O como dice en el segundo libro, un poco más compacto:
“Thousands of bodies distributed over all of Radch space, twelve different headquarters, all in constant communication but timelagged. Radch space -and Anaander herself- had been steadily expanding for three thousand years, and by now it could take weeks for a thought to reach all the way across herself. It was always, from the beginning, going to fall apart at some point.”
Esta saga se incluye en el sub-genero Space-Opera, el gran paraguas donde cae toda obra de ciencia ficción con un imperio galáctico y guerras interestelares.
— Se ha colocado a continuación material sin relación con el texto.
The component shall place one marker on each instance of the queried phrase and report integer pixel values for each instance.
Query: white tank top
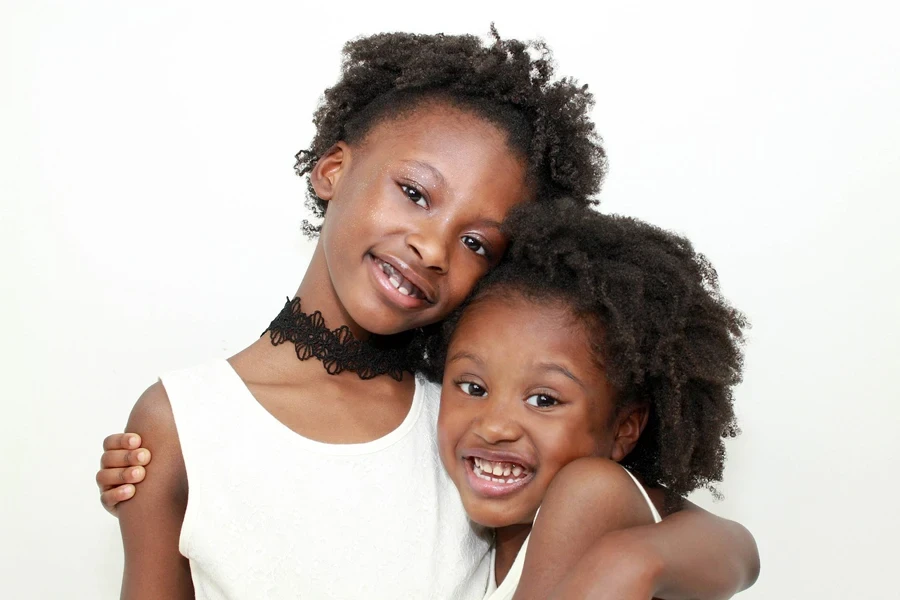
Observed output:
(272, 514)
(507, 589)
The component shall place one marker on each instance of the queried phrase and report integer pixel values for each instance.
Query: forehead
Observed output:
(515, 330)
(471, 153)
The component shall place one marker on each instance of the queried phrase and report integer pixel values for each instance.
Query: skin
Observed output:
(539, 400)
(405, 194)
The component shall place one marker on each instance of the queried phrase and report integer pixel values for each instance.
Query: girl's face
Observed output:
(522, 397)
(413, 215)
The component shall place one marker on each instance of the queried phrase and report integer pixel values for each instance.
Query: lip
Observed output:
(491, 489)
(407, 272)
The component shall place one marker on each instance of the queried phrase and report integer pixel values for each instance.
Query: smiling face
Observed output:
(413, 215)
(523, 395)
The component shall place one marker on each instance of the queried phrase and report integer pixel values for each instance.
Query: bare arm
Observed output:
(588, 499)
(122, 467)
(151, 522)
(691, 554)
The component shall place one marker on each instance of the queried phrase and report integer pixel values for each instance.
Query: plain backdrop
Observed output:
(150, 219)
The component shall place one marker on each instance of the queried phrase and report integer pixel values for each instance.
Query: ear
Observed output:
(630, 425)
(329, 169)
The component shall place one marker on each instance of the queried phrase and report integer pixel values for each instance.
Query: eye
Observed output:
(472, 389)
(474, 244)
(541, 401)
(415, 195)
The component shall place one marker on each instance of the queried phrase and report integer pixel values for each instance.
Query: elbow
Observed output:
(751, 573)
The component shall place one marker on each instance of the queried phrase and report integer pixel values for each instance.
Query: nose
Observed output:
(431, 246)
(497, 423)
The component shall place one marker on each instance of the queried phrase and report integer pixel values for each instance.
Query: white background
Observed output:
(151, 219)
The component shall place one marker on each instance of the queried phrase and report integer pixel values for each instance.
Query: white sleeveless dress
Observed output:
(507, 589)
(272, 514)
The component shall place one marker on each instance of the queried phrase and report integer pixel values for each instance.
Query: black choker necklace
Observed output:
(337, 349)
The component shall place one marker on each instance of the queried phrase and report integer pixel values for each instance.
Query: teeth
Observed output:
(400, 283)
(499, 472)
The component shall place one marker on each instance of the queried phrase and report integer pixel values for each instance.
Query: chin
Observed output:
(494, 517)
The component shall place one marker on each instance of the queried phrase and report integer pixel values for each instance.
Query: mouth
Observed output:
(393, 279)
(496, 479)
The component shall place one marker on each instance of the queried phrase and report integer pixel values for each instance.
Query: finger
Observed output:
(122, 441)
(108, 478)
(124, 458)
(111, 498)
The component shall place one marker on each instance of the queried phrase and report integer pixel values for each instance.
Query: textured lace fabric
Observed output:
(272, 514)
(337, 349)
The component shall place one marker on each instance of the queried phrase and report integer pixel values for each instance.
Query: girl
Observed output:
(324, 481)
(593, 330)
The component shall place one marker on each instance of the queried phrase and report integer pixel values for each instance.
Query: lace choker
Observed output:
(337, 349)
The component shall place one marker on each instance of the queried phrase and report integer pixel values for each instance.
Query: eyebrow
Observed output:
(423, 165)
(461, 354)
(562, 370)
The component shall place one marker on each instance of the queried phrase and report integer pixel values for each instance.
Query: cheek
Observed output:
(467, 269)
(562, 445)
(450, 429)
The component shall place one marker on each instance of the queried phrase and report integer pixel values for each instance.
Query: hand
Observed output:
(121, 466)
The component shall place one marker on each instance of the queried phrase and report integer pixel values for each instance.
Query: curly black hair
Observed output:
(663, 331)
(509, 83)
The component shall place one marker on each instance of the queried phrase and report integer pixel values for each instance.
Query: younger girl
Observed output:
(600, 337)
(278, 477)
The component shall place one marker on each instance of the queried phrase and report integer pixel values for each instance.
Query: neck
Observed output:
(318, 294)
(507, 542)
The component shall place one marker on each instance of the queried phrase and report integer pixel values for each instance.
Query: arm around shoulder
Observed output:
(588, 499)
(151, 522)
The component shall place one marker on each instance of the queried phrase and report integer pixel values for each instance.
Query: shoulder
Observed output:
(596, 489)
(153, 420)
Aunque en este caso hay muy pocas batallas y escenas de acción y las temáticas son tal vez más propias del Cyber-Punk que de una Space-Opera.
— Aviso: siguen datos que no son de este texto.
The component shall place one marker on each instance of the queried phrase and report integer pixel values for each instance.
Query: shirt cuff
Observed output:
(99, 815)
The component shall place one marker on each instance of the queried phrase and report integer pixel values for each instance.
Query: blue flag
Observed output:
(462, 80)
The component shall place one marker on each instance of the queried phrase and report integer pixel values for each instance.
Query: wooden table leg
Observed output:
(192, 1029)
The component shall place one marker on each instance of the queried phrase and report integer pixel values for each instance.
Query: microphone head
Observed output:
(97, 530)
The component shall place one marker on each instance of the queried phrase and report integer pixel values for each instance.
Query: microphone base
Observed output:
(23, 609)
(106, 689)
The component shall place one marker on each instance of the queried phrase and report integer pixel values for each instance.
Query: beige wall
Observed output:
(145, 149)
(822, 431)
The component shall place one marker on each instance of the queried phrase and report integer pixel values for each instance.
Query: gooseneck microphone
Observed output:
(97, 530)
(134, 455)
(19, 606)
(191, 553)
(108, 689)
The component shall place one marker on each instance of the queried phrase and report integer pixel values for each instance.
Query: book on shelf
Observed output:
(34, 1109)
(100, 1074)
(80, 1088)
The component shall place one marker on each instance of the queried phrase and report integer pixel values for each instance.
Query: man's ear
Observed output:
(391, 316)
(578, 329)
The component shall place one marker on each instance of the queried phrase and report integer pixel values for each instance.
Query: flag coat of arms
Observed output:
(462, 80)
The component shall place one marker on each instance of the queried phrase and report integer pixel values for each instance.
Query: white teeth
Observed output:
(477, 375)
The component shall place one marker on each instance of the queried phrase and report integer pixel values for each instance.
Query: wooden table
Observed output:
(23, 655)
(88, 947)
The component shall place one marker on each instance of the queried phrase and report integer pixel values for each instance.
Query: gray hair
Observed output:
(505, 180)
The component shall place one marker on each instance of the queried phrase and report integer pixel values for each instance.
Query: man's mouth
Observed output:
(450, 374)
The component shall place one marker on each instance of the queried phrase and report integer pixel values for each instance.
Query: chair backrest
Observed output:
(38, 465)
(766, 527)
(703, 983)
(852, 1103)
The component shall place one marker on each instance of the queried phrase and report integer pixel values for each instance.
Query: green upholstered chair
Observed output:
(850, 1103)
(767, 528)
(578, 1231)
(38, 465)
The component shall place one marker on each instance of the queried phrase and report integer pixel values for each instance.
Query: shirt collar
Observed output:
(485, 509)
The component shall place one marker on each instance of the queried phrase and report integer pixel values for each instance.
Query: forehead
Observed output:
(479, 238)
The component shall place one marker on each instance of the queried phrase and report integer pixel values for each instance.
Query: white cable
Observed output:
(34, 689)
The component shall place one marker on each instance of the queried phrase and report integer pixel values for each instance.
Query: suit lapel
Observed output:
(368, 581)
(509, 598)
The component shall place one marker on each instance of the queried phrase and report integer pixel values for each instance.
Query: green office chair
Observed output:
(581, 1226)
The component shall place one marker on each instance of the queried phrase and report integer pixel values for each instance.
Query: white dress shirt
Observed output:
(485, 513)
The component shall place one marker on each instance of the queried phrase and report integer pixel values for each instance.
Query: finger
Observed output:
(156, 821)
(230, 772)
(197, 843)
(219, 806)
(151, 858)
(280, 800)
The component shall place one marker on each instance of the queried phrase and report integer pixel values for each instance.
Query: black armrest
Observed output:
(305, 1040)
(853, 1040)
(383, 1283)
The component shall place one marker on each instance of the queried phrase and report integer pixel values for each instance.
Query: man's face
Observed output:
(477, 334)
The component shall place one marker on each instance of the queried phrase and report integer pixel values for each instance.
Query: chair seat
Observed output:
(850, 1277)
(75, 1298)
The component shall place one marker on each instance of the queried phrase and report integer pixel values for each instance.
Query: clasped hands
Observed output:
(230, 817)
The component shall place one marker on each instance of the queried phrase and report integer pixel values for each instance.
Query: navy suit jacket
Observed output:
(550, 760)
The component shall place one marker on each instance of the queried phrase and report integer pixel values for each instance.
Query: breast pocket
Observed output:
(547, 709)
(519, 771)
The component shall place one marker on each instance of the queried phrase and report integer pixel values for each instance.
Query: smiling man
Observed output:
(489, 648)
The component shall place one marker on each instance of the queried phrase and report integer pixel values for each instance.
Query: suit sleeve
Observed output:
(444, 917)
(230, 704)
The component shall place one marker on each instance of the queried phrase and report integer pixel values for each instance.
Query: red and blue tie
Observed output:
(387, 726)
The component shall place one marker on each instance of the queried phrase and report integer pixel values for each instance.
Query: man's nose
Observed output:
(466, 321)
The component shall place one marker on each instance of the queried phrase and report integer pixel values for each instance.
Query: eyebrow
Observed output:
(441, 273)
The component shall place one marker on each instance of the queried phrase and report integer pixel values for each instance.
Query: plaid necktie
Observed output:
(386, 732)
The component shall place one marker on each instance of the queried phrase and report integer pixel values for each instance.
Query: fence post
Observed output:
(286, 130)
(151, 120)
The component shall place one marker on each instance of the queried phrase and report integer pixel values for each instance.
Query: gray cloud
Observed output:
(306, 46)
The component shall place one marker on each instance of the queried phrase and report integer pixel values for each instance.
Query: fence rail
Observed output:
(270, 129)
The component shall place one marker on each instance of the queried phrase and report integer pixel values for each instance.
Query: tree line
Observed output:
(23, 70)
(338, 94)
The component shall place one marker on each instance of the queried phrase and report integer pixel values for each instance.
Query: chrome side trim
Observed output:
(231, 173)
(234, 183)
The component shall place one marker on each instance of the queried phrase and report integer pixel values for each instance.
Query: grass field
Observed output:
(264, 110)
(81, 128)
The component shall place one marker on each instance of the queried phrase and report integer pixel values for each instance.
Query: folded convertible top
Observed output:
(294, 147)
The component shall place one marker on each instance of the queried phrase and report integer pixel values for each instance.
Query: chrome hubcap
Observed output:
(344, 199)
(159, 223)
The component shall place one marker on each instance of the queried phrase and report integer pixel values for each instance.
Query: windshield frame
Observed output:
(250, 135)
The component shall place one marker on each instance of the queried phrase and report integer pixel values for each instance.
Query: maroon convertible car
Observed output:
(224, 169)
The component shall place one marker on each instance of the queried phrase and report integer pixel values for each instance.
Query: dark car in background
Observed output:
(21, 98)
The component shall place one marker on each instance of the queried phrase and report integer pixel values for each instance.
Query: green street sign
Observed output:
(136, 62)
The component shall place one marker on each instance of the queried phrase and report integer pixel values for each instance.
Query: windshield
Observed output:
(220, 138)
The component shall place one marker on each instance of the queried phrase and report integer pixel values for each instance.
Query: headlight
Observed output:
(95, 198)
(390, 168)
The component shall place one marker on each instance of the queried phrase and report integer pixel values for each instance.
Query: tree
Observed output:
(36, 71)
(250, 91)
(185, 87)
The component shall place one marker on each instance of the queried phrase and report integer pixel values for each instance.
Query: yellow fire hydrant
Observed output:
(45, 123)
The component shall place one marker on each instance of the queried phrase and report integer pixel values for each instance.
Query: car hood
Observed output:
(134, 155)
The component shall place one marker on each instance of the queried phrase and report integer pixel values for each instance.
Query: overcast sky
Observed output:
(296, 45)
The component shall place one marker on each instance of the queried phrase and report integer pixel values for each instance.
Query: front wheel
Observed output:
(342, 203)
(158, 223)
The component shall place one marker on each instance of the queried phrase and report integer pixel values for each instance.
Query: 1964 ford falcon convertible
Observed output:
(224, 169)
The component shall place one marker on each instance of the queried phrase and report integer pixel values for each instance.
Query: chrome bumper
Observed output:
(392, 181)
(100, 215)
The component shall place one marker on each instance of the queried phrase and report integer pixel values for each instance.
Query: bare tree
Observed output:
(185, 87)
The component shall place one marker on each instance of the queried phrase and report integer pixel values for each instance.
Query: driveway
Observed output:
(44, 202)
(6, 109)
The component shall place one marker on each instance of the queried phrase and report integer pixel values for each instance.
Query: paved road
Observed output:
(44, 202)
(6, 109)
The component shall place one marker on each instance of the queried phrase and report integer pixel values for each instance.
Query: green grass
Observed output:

El conflicto épico está planteado, pero sólo vemos el desenlace del conflicto local, específicamente aislado del resto.

De las pocas cosas malas, ya mencioné que por momentos me fue resultando un poco tedioso como Breq narrador es una brújula moral infalible, y cómo pese a ser un narrador neutro necesita justificar las respuestas emocionales de todos los personajes. Si a esto le sumamos la omnipresencia de la I.A. de otra nave, se pueden dar situaciones telenovelescas, cómo una del tercer libro, donde las I.A. terminan actuando como mediadores emocionales en los amoríos de dos personajes… un poco demasiado para mi gusto, Leckie amaga bastante seguido con perderse un poco en relaciones “amorosas” pero consigue mantener el tema semi-controlado.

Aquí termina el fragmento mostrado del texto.